As we stood at the stern, leaning on the railing, and watching the water level rise, he explained to me that, because of the marvelous canal, the trip from New Orleans to San Francisco had been shortened by over 8800 miles. It is only fifty miles from one end of the canal to the other — from Cristobal to Balboa — but, with the time spent traversing the locks, the trip takes about seven hours, sometimes longer. In order to get from the Atlantic sea level to Gatun Lake, which is 85 feet above sea level, then down to Miraflores Lake, which is 54 feet above sea level at the other end, and before arriving back at sea level upon entering the Pacific, the ship must enter a dozen locks a thousand feet long and 110 feet wide, which then undergo an intricate filling and draining process with millions of gallons of water, raising and lowering the vessel as necessary. Electric locomotives draw the ships through, thus avoiding the danger of damage to the locks, which would be almost certain if ships were allowed to proceed under their own power. I was fascinated as we watched. The process is an engineering wonder to behold.

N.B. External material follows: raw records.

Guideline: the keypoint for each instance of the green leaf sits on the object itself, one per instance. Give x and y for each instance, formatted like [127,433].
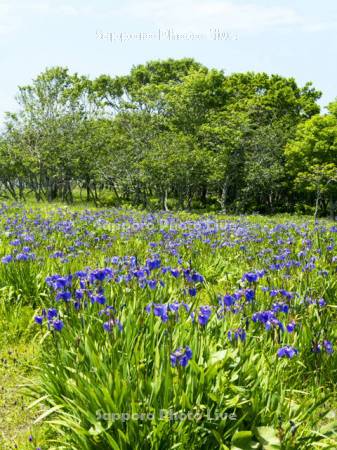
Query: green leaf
[268,437]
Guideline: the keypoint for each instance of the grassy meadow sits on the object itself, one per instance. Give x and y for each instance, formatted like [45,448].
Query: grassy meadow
[122,329]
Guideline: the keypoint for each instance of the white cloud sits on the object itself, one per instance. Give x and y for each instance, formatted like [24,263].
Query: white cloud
[201,14]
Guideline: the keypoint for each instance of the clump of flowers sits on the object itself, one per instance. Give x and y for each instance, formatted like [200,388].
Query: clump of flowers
[287,352]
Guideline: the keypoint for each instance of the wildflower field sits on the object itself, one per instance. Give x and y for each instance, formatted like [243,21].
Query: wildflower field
[124,330]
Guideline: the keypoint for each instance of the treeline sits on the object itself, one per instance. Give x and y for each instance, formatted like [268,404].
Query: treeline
[172,134]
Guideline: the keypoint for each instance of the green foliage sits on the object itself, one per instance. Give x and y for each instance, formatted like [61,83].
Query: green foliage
[171,130]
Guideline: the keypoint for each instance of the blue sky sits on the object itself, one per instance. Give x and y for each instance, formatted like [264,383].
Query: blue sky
[293,38]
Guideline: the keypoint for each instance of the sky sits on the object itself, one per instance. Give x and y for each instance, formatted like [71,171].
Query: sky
[294,38]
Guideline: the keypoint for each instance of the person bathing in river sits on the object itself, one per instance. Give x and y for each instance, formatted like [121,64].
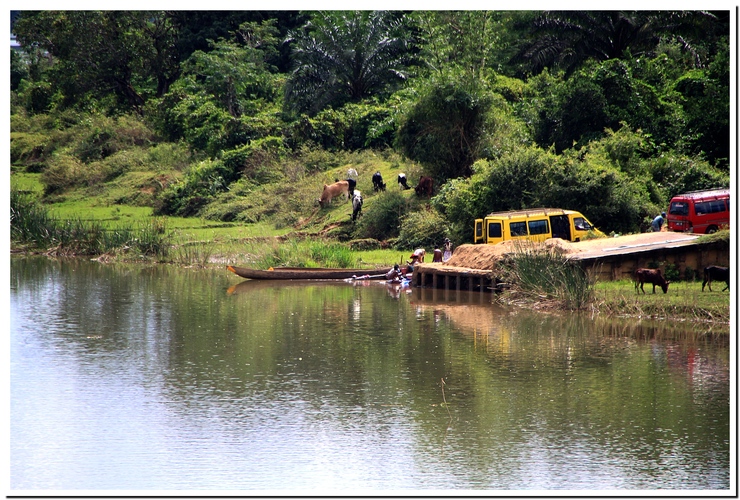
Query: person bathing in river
[448,250]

After a few hours I noticed that the sun was moving away from us instead of ahead. “Mr. Owen, the sun still sets in the west down here doesn’t it?”
He chuckled. “I wondered if you were going to notice that. It’s just one more bewitching fact about the canal. I will need to show you on a map, but the Atlantic is actually farther west than the Pacific at this point, so we sail east to go west.”
Kind of like the mouth of the Mississippi in New Orleans, I remembered, where the river takes a dipsy-doo, placing people who live on the west bank actually on the east side of the river, and thoroughly confusing to any stranger visiting.
The man was a walking encyclopedia, and I almost asked him how he could know so much about the canal, having spent his life a half a world away from it. Then I realized that, with all his world tours by boat, he had been through here more often than most ship captains. That night in the ship’s library, I checked his information from an old set of Compton’s. Sure enough, the canal is 50.7 miles long and, because of it, the distance from New Orleans to San Francisco by water is 8,868 miles shorter than it used to be. His other facts had been correct, too. There are precisely twelve locks, each 1,000 feet long, 110 feet wide.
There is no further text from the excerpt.